As a teenager I think Cam’s continual process of self-discovery would lead her to all kinds of novels. In the book she actually reads and responds to Rita Mae Brown’s seminal lesbian bildungsroman Rubyfruit Jungle. (And to any readers unfamiliar with Rubyfruit, I recommend it highly: Molly Bolt is an often hilarious and always compelling protagonist.) I would imagine that she’d also stumble upon (perhaps because of Lindsey’s influence) and be moved by novels like Nancy Garden’s Annie On My Mind or even Alice Walker’s The Color Purple.


She also would find much to admire in Harper Lee’s To Kill a Mockingbird, Carson McCuller’s The Member of the Wedding, and of course: Catcher in the Rye. (And I hope that she would eventually get around to reading John Steinbeck’s The Grapes of Wrath, if only because Jane Fonda (the character in my novel, of course, not the actress) quotes from it at length while they’re both at God’s Promise.)


And because I’m answering as if Cameron could pick books from today (even though my novel takes place twenty years ago), I’ll add Nick Burd’s wonderful The Vast Fields of Ordinary; Julie Anne Peters’ Keeping You A Secret; Alison Bechdel’s Fun Home; Curtis Sittenfeld’s Prep; Jacqueline Woodson’s Hush, and Sarah Waters’ Tipping the Velvet. Finally, I can see Cam getting pretty excited about The Girl With the Dragon Tattoo (and the subsequent Lisbeth Salander novels in that series.)



Make sure to check out all the other tour stops, and keep your eye out for The Miseducation of Cameron Post, which will be released on February 7th.

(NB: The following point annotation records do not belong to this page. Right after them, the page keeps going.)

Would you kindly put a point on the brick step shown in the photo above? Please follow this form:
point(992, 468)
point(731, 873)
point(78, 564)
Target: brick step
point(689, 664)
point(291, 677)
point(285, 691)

The Miseducation of Cameron Post by Emily M. Danforth
(Amazon | Goodreads)

When Cameron Post’s parents die suddenly in a car crash, her shocking first thought is relief. Relief she’ll never have to tell them that, hours earlier, she had been kissing a girl. But that relief soon turns to heartbreak, as Cam is forced to move in with her conservative aunt Ruth. She knows that from this point on, her life will forever be different. Survival in Miles City, Montana, means blending in and not making waves, and Cam becomes an expert at this—especially at avoiding any questions about her sexuality. Then Coley Taylor moves to town. Beautiful pickup-driving Coley is a perfect cowgirl with the perfect boyfriend to match. To Cam’s surprise, she and Coley become best friends—while Cam secretly dreams of something more. Just as that starts to seem like a real possibility, her secret is exposed. Ultrareligious Aunt Ruth takes drastic action to “fix” her niece, bringing Cam face-to-face with the cost of denying her true self—even if she’s not quite sure who that is.